Factual impossibility is no defense to the crime of conspiracy. I see no reason to deviate from this rule simply when the impossibility is due to an unknown fact involving the “co-conspirator” (e. g., no intent to consummate the offense) rather than the victim (e. g., non-pregnancy, death, payment procedures).
[T]he fact that one of them does not intend to carry out the plan, so that the *1075purpose is incapable of fulfillment . is surely irrelevant, as was the fact, in the case of the conspiracy to abort, that the woman was not pregnant, so that the earlier purpose there was incapable of fulfillment.
19 Modern L.Rev. at 283.
The majority opinion quotes several Indiana cases as supporting its bilateral conspiracy view. However, none of these cases involve the issue now before the court. As the Minnesota Supreme court noted in State v. St. Christopher, supra, many courts adopting the bilateral conspiracy concept “have reached their conclusion by using as a starting point the definition of conspiracy as an agreement between two or more persons, a definition which was framed in cases not involving [this] issue.” 305 Minn. at 231, 232 N.W.2d at 801. I do not find these Indiana cases conclusive, or particularly helpful in determining this issue.
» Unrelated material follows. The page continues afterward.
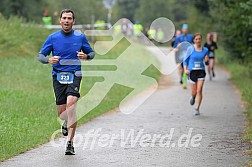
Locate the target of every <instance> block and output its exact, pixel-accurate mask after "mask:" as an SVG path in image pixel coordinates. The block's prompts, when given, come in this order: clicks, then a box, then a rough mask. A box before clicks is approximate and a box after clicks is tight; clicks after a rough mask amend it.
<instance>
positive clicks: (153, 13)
mask: <svg viewBox="0 0 252 167" xmlns="http://www.w3.org/2000/svg"><path fill="white" fill-rule="evenodd" d="M171 8H172V4H171V3H170V1H167V0H155V1H146V0H140V2H139V8H138V9H137V11H136V13H135V15H134V20H139V21H140V22H142V24H143V25H144V26H145V27H146V26H150V24H151V23H152V22H153V21H154V20H155V19H157V18H158V17H166V18H168V19H170V20H173V15H172V12H171V11H172V10H171Z"/></svg>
In the final analysis, we must turn to the wording of Ind.Code 35-1-111-1 to see if it demanded a unilateral or bilateral approach to conspiracy. The statute stated:
Any person or persons who shall unite or combine with any other person or persons for the purpose of committing a felony
Unlike the majority I do not find this language emphasizes an “agreement between two or more persons who, each with culpable minds, agree to commit a felony.” Their interpretation requires reading into the statute words which are not there. My interpretation of the statute is that its plain and unambiguous language provides that in order to be convicted of conspiracy the defendant must have (1) united or combined with another person, and (2) the defendant’s purpose in uniting or combining with that person must have been to commit a crime . . and that is all. It did not require that the person with whom the defendant has combined or united must also have, as his purpose, the commission of a crime.
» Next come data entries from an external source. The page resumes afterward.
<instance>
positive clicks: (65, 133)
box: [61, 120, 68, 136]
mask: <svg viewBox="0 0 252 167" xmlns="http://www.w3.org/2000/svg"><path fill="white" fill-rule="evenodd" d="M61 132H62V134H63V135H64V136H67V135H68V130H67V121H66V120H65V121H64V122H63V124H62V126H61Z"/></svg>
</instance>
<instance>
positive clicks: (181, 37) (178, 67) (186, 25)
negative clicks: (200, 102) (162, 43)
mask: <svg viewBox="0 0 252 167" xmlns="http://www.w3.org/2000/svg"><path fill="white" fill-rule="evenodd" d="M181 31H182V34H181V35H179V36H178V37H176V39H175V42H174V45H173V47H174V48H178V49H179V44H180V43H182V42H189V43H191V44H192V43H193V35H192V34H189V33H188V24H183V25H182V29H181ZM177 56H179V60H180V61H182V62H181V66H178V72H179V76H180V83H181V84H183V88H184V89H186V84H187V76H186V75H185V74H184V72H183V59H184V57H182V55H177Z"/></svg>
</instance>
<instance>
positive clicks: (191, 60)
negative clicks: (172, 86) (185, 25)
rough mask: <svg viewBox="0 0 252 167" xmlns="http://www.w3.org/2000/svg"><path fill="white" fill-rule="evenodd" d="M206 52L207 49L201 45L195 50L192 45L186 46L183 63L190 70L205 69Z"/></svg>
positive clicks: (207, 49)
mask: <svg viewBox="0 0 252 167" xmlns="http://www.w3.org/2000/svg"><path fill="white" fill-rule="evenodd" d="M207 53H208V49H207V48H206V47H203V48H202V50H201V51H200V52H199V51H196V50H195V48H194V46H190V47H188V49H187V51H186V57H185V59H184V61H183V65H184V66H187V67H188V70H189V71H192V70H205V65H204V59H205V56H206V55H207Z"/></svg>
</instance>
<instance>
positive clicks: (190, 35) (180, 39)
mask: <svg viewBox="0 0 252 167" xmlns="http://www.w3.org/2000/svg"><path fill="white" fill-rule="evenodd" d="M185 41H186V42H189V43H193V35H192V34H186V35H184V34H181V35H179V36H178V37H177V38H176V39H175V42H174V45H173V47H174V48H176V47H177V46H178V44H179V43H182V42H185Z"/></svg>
In conclusion, the policies behind the conspiracy laws are best served by the unilateral concept. More importantly, this unilateral view best represents the express language used by our former statute.
The conviction of the defendant should be affirmed.
I dissent.

. Repealed by Acts 1976, P.L. 148, § 24.
Our Supreme Court has already interpreted Indiana’s new penal code provision on conspiracy (Ind.Code 35-41-5-2 (West 1978)) as adopting the unilateral concept of conspiracy. But this issue had not been decided under prior Indiana conspiracy law, until this case.